Rüger has spent those six years working the Music City club scene, playing 80s and 90s rock with a few country covers mixed in. Since her time on The Voice, she’s been back to her home state for some shows, performed in New York and Las Vegas, and launched a Kickstarter campaign to fund production of an EP.
“So what can your fans expect to hear on the new record once it’s finished?” I asked.
“A rockin’ album with just a splash of country,” Megan said, noting that she was running low on marinara. “It’s a little different from what they may have heard me do, but it’s still definitely me. It will be unique to what is being played on the radio today in that I have a lot of attitude that I am not afraid to show. Especially the lyrics in one of my originals.”
“When you were on The Voice, you were often compared to Pat Benatar, Joan Jett. Do you consider them as influences?”
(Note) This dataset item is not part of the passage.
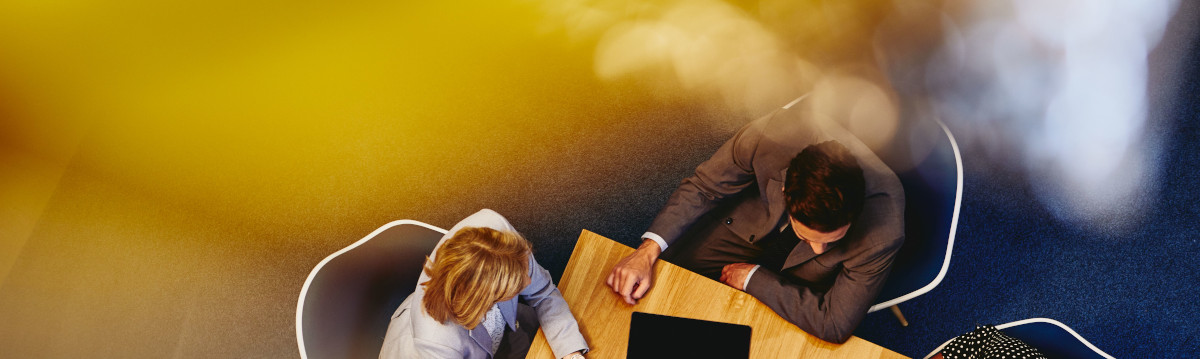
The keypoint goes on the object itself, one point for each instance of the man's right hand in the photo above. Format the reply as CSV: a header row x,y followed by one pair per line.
x,y
634,275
“Well, no one likes to be categorized or put inside a box. I’m my own person and my own singer, but I am definitely inspired by them, and Annie Wilson from Heart. I’d say my style is something like Joan Jett meets Pink, and I wonder if my downfall on The Voice wasn’t that I stood out as too different. I feel like I might have been too much for the show.”
“In what way?”
“I’m a rebel. I do like to sing Linda Ronstadt, Bonnie Raitt, and Pat Benatar, but at the end of the day, I’m Megan Rüger,” the golf-playing, Great Dane-owning, dark chocolate-indulging, and shark and alligator-fearing singer said. “There’s a lot of pressure on singers to conform because we’re constantly being judged on who we are, what we say, and what we look like, especially when you don’t fall into the category of what people want you to be.”
“And who you are is a rocker.”
“I can sing country if I want to – and you’re expected to in Nashville — but I definitely love to sing 80s rock. I’d like to bring that sound back.”
“I’d say you’re doing a good job,” I remarked. “And you seem very at ease when you’re onstage doing it.”
Megan sipped sweet tea. “When I’m on stage, I’m at peace. Everything makes sense. I’m always bouncing around, though. I never stay in the same place on stage for more than a minute. I put on a pretty intense show.”
“Indeed you do, ma’am,” said Currie, who appeared at that moment to replenish her supply of marinara sauce.